Sin embargo, y después de tan humillante experiencia ¿qué está haciendo la Europa del siglo XXI para poner término a las masacres de Darfur? El asunto es recurrente en las ministeriales de Exteriores, pero los resultados de tanto debate son magros. Se circunscriben a la ayuda humanitaria y poco más.

Asegurar, como algunos hacen, que el Tratado constitucional rechazado por franceses y holandeses serviría para resolver todos estos problemas, y aún otros más que podríamos enumerar, pero que convertirían esta exposición en un ejercicio interminable, es, sin duda, una pretensión excesiva. El nuevo marco jurídico firmado por los Jefes de Estado o de Gobierno de los 25 en Roma en octubre de 2004 dista de ser revolucionario. Facilita la toma de decisiones en unas instituciones europeas en las que los países poco poblados y escasamente desarrollados han asumido un protagonismo excesivo, fruto del desequilibrio institucional con el que nació la CEE para hacer posible la convivencia de los tres grandes de los inicios, Alemania, Francia e Italia, con los tres pequeños, Bélgica, Holanda y Luxemburgo, en una cierta armonía.

Potencialidad

Le permite a Europa, además, hilvanar mejor su discurso y su presencia exterior, con la nueva figura de Presidente del Consejo de la UE por un periodo de dos años y medio, reelegible una sola vez, y la creación de la figura del ministro de Exteriores, que englobaría las funciones desempeñadas por Solana en la Secretaría General del Consejo y las conferidas a la Comisión, generalmente relacionadas con la ayuda al desarrollo y la política comercial.

Mejora las condiciones para poner en marcha 'Cooperaciones Reforzadas', mediante las que algunos estados miembros, utilizando el marco institucional de la Unión, se ven facultados para cooperar más estrechamente entre ellos, cuando los demás no desean hacerlo.

Amplía el ámbito de las materias decididas por mayoría cualificada en el Consejo y el de los asuntos en que el Parlamento europeo interviene, a través del mecanismo de Codecisión.

Introduce cambios muy relevantes en la personalidad jurídica de la Unión, racionaliza y simplifica los instrumentos jurídicos que las instituciones de la UE adoptan, que pasan de 15 a 6, facilita las revisiones ulteriores del Tratado y consagra, en el corpus legal europeo, los derechos fundamentales como legislación básica (aunque el Reino Unido sentara las bases para que, si se diera el caso, el Tribunal Europeo de Justicia no pudiera encausarle por incumplimiento).

Se trata, en fin, de un documento valioso, consensuado entre los estados miembros de la Unión después de 28 meses de negociaciones, de febrero de 2002 a junio de 2004, en la Convención primero y la Conferencia Intergubernamental después.
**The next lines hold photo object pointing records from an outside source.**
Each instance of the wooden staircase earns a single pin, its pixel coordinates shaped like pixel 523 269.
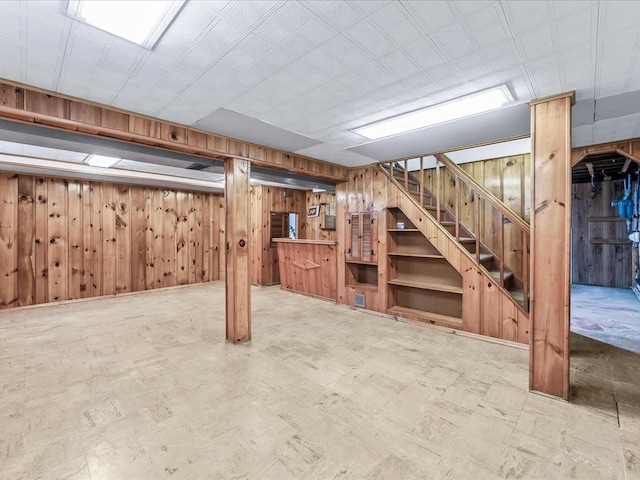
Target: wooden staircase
pixel 440 270
pixel 488 259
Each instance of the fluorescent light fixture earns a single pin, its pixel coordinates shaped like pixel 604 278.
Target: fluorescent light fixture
pixel 141 22
pixel 101 161
pixel 466 106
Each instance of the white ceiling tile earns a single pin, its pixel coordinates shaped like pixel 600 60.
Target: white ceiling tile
pixel 369 38
pixel 454 41
pixel 433 15
pixel 423 53
pixel 399 64
pixel 527 14
pixel 249 13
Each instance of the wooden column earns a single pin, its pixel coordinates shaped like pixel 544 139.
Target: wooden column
pixel 550 245
pixel 237 276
Tienen razón quienes aseguran que el Tratado constitucional es el marco jurídico que Europa necesita para funcionar en este siglo XXI, pero no cabe duda de que el documento, con virtudes, sus carencias y sus ambigüedades, no cierra el debate entre integracionistas y librecambistas. La batalla por la construcción del continente entre quienes apuestan por la Unión Política, y los que persiguen un entorno económico homogéneo para hacer negocio, dejando la primogenitura política para las capitales nacionales, va a continuar abierta de cualquier manera.